Saturday, March 30, 2024

Short Takes – 3-30-24

Water systems short on cyber expertise, state and local officials tell EPA. article. Pull quote: “At the meeting, Neuberger asked states to share by May 20 cybersecurity plans that include information about how they are working with drinking water and wastewater systems to determine vulnerabilities.”

CISA Community Bulletin April 2024. bulletin. ChemLock program notes: “CISA’s ChemLock program recently released several new products: three customizable templates that facilities and organizations can use as part of developing and implementing a facility security plan and two new resource flyers.”

Half of senior staffers in Congress are so fed up that they may quit. article (free). Pull quote: “Slightly more senior Democratic staff members said they were considering leaving because of the GOP’s “heated rhetoric” than did Republican aides when considering Democratic rhetoric.
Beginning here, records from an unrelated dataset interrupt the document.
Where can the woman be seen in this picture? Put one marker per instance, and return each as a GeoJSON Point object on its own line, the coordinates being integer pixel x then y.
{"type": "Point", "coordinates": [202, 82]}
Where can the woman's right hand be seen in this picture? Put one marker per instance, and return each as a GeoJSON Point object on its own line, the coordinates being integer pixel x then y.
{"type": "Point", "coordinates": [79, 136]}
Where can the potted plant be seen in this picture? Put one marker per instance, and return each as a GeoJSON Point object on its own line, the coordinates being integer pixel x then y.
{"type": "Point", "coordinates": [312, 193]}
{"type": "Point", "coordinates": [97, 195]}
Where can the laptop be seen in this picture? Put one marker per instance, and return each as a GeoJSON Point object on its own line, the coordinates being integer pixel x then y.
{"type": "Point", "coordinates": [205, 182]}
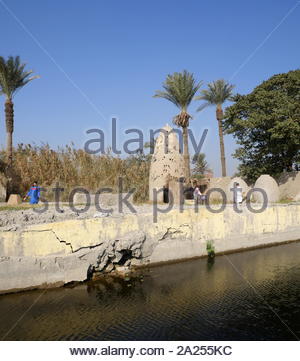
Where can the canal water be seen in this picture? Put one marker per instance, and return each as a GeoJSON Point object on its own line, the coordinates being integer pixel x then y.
{"type": "Point", "coordinates": [253, 295]}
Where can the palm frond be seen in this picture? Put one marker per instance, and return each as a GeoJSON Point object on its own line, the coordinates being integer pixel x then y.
{"type": "Point", "coordinates": [13, 75]}
{"type": "Point", "coordinates": [217, 93]}
{"type": "Point", "coordinates": [179, 89]}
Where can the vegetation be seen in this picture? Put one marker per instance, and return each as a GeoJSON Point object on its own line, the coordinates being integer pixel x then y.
{"type": "Point", "coordinates": [266, 124]}
{"type": "Point", "coordinates": [217, 93]}
{"type": "Point", "coordinates": [74, 167]}
{"type": "Point", "coordinates": [13, 77]}
{"type": "Point", "coordinates": [180, 89]}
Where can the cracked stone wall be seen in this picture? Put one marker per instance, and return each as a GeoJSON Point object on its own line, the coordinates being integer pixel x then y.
{"type": "Point", "coordinates": [71, 250]}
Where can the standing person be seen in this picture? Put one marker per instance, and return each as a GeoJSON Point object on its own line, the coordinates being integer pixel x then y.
{"type": "Point", "coordinates": [238, 194]}
{"type": "Point", "coordinates": [33, 194]}
{"type": "Point", "coordinates": [197, 193]}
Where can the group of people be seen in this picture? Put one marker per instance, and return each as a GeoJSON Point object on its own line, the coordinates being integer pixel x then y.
{"type": "Point", "coordinates": [199, 197]}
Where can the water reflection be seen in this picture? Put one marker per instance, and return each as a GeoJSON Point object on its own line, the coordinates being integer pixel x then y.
{"type": "Point", "coordinates": [194, 300]}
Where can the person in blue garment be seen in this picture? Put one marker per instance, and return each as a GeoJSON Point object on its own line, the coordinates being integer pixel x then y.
{"type": "Point", "coordinates": [33, 194]}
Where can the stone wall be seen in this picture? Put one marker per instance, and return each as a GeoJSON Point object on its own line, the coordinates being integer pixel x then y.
{"type": "Point", "coordinates": [61, 252]}
{"type": "Point", "coordinates": [289, 186]}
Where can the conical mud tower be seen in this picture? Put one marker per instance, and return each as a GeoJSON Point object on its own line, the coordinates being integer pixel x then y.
{"type": "Point", "coordinates": [167, 163]}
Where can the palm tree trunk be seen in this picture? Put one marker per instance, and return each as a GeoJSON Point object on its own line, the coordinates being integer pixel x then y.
{"type": "Point", "coordinates": [219, 115]}
{"type": "Point", "coordinates": [9, 119]}
{"type": "Point", "coordinates": [186, 154]}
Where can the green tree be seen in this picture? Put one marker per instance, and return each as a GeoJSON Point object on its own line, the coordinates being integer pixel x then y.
{"type": "Point", "coordinates": [200, 165]}
{"type": "Point", "coordinates": [217, 93]}
{"type": "Point", "coordinates": [12, 78]}
{"type": "Point", "coordinates": [266, 124]}
{"type": "Point", "coordinates": [180, 89]}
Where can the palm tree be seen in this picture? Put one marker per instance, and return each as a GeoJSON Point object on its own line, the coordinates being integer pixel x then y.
{"type": "Point", "coordinates": [12, 78]}
{"type": "Point", "coordinates": [217, 93]}
{"type": "Point", "coordinates": [180, 89]}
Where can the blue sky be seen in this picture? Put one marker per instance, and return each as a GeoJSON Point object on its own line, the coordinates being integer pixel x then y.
{"type": "Point", "coordinates": [99, 59]}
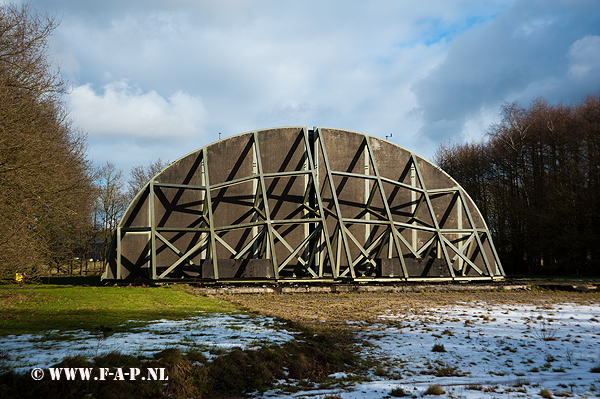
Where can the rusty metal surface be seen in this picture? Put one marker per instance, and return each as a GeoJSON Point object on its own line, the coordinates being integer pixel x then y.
{"type": "Point", "coordinates": [293, 204]}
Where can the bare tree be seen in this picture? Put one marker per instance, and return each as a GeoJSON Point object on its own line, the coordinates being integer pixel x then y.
{"type": "Point", "coordinates": [140, 175]}
{"type": "Point", "coordinates": [44, 174]}
{"type": "Point", "coordinates": [110, 201]}
{"type": "Point", "coordinates": [538, 179]}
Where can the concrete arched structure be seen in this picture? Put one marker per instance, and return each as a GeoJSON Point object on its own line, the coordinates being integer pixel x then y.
{"type": "Point", "coordinates": [293, 204]}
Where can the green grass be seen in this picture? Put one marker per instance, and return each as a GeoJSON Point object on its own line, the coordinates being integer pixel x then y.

But almost 6 in 10 senior Republican staffers said they were thinking about leaving their jobs because of the actions of “my party.””

NOAA gets dire warning about solar geoengineering. article. Pull quote: “If something like that were to happen in the real world, “suppose then the monsoon fails over India and China has a disastrous drought or heat wave,” Bookbinder said. “Who do you think they’re gonna blame? The geopolitical problems that can come if people start doing this on a national scale are beyond imagining.””

Baltimore port crisis: World’s largest container ship company, MSC, dumps diverted cargo problem on U.S. companies. article.  Pull quote: “In an email to customers obtained by CNBC on Thursday, MSC explained that for customer containers already on the water bound for the Port of Baltimore, cargo will be rerouted and discharged at an alternate port where it will be made available for pick-up.”

Industry’s water sustainability crisis. article. Pull quote: “Today’s energy sector consumes vast amounts of water. Avner Vengosh’s research group at Duke University in North Carolina, US, has worked on the energy–water nexus for some years, exploring a vicious cycle of growing demand. ‘The more modern the society, the more water consumption and withdrawal. And then you need more energy, and more water [and] then you pollute more water.’ Treating wastewater and moving treated water again requires more energy.”